Неожиданно Эмбер сказала:

– Неправильно, Брюс, что он вот так живет. Ведь он – незаконнорожденный. Что толку воспитывать его как лорда, один Бог знает, что с ним станется, когда он вырастет.

Эмбер искоса взглянула на него, но выражение лица Брюса не изменилось, и теперь, когда они подошли к ее комнате, он раскрыл двери и они вошли. Она быстро обернулась к нему лицом и поняла, что он хочет сказать ей что-то и что его ответ рассердит ее.

– Я давно хотел поговорить с тобой об этом, Эмбер… Я хочу сделать его своим наследником… – А потом, когда искра надежды сверкнула в ее глазах, он торопливо добавил: – В Америке никто не станет интересоваться – законный он или нет… будет считаться, что он ребенок от прежнего брака.

Эмбер глядела на него, не веря своим ушам.
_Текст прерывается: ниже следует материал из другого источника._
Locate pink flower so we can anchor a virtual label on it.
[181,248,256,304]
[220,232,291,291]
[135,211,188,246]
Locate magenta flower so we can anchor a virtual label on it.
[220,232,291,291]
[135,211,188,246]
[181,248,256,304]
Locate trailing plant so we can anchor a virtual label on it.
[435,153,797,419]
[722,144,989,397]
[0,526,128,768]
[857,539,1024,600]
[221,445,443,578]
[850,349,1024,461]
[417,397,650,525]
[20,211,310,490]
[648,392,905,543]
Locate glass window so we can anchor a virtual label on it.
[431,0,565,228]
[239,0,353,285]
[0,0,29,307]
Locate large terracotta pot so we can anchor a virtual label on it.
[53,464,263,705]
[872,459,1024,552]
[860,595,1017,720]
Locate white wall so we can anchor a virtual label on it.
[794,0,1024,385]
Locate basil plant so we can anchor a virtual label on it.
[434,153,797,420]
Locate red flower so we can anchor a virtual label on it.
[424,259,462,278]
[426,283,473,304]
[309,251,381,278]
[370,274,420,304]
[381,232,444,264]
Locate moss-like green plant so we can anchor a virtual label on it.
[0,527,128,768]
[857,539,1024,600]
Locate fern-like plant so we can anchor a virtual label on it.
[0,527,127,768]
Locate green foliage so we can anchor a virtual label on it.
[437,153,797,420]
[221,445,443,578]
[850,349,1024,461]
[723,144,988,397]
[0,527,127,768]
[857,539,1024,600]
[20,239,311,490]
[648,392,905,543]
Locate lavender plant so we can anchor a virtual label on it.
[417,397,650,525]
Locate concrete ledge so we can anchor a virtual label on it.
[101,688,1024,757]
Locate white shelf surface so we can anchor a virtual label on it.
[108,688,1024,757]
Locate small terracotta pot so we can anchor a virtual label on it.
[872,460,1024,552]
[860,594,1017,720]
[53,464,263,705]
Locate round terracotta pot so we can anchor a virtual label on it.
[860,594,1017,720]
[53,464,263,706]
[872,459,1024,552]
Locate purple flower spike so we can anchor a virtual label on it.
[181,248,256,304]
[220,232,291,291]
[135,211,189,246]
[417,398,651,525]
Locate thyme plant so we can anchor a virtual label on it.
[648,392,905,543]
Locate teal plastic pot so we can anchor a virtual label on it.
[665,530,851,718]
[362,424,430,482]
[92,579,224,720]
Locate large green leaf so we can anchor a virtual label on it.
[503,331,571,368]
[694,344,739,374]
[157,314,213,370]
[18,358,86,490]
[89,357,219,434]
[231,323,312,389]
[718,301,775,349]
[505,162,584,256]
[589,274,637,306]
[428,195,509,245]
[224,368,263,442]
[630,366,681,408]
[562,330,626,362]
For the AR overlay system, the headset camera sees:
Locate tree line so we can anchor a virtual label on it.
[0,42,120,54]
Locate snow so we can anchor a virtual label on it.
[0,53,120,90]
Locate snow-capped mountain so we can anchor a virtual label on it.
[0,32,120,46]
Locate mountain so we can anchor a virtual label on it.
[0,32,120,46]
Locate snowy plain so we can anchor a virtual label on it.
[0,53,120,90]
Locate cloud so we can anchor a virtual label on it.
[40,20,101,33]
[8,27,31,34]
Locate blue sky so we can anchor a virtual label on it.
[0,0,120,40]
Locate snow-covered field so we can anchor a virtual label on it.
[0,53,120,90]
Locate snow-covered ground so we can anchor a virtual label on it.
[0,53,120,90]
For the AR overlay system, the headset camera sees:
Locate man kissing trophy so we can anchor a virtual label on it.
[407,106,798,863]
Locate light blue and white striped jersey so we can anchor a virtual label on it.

Ей казалось, что она получила пощечину.

– От прежнего брака? – повторила она тихо. – Значит, ты женат?

– Нет, я не женат. Но ведь когда-нибудь я женюсь …

– Значит, ты по-прежнему не собираешься жениться на мне.

Он помолчал, долго глядел на нее, рука поднялась в непроизвольном жесте, но остановилась в воздухе и опустилась.

– Нет, Эмбер, – произнес он наконец. – И ты сама это знаешь. Мы раньше говорили об этом.

– Но ведь сейчас все изменилось! Ты любишь меня… ты сам сказал! И я знаю, что ты любишь! Ты должен! О Брюс, ты не говорил, что…

– Нет, Эмбер, я сказал вполне серьезно. Я действительно люблю тебя, но…

– Тогда почему бы тебе не жениться на мне – если ты любишь меня?!

– Потому, моя дорогая, что любовь не имеет к этому никакого отношения.

– Никакого отношения! Да самое прямое! Ведь мы не дети, которые должны спрашивать разрешения! Мы взрослые и можем поступать как хотим…

– Вот я и собираюсь поступить так, как хочу. Несколько секунд Эмбер не сводила с него взгляда, еле сдерживая желание размахнуться и ударить его по лицу. Но что-то остановило ее – жесткое сверкание его глаз. Брюс стоял и молча глядел на нее, словно ждал чего-то, потом наконец повернулся и вышел из комнаты.

Две недели спустя приехала Нэн со Сьюзен, кормилицей, Теней и Большим Джоном Уотерменом. Они провели четыре месяца, переезжая из одной деревни в другую, спасаясь от чумы. Несмотря на это, у них украли только одну повозку с вещами. Почти вся одежда, все вещи Эмбер остались целы.

Эмбер была безмерно благодарна и пообещала Нэн и Большому Джону по сто фунтов по возвращении в Лондон.

Брюс восторгался их семимесячной дочкой. Глазки Сьюзен из голубых стали чисто зелеными, а волосы – золотисто – желтыми, светлее, чем у матери. Нельзя сказать, что она очень походила на Брюса или Эмбер, но в ней уже нетрудно было угадать будущую красавицу. Она, казалось, сознавала свое назначение, ибо научилась строить глазки мужчинам и кокетничать с ними. Поддразнивая Эмбер, Элмсбери заявил, что этим крошка абсолютно походит на свою мать.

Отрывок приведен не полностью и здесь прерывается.